Je pense que Marine Le Pen traduit aujourd'hui, et capte la souffrance identitaire des Français, tout simplement parce que les Français crient dans l'urne leur colère et leur détresse. Elle capte un vote et une humeur de désarroi. Les Français se servent d'elle comme du plombier polonais pour purger les tuyaux du système. Quand on regarde de plus près ce qu'est le Front national aujourd'hui, on s'aperçoit qu'il y a un combat qui est juste, contre le libéralisme économique, et un combat qui manque, contre le libéralisme sociétal. En fait, cette souffrance identitaire n'est prise en compte que de manière partielle et à partir d'une « marque » qui d'ailleurs n'est peut-être pas tout à fait la même. […]
Vous écrivez, c’est le titre de votre livre, Le moment est venu : le moment d’une résistance, dit votre dernière phrase. Pour vous, est-ce une fin ou un début, et si c’est un début, lequel ?
« Le moment est venu » car aujourd’hui, ma parole est libre. Je ne cherche pas un picotin de popularité. Je pense que je serai mieux entendu, parce que ce qui était inaudible est aujourd'hui devenu assourdissant. Quand je disais:« Attention, n'abattez pas les États, les nations, les frontières, ne livrez pas la France au mondialisme... », on disait de moi : « Il est excessif. » Aujourd'hui, on s'aperçoit qu'avec d'autres, nous avions raison. Mais c'est un grand tort d’avoir raison trop tôt…
J'ai fait de la politique parce que j'avais la passion de la France. J'ai arrêté la politique au sens politicien du terme ; j'ai gardé la passion de la France. Il y a plusieurs manières d'exprimer des urgences qu'on a sous les yeux. Je pense aujourd'hui que la parole métapolitique, on le voit tous les jours, est plus écoutée parce que plus authentique, parce qu'elle va à la source des problèmes – que la parole politique électorale; qui est complètement discréditée. Aller chercher un picotin de popularité, non.
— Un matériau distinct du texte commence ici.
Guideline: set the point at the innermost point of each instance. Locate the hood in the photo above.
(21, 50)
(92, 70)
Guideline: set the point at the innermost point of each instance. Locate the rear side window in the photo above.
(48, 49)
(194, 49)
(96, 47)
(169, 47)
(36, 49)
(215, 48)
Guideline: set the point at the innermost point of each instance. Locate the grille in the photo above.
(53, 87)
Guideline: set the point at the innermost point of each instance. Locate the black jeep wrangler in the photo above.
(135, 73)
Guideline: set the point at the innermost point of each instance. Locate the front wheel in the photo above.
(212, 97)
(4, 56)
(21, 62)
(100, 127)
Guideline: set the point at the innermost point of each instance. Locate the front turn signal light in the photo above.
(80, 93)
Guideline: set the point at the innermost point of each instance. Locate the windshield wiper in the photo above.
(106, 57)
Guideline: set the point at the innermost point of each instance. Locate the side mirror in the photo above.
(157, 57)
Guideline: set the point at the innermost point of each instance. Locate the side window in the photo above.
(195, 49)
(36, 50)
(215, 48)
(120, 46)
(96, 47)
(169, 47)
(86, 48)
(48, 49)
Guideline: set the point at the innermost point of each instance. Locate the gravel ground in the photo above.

J'ai passé l'âge, et je serais incapable de me rompre à cet exercice · de mensonge et de show-business.
En revanche, ma passion de la France demeure intacte, et je me réserve bien évidemment, puisque j'ai déjà commencé, le droit de parler et de reparler, d'écrire et de publier, et de crier. Pas pour moi, pas pour me soulager, mais pour contribuer avec d'autres à créer, à faire émerger des générations de dissidents. […]"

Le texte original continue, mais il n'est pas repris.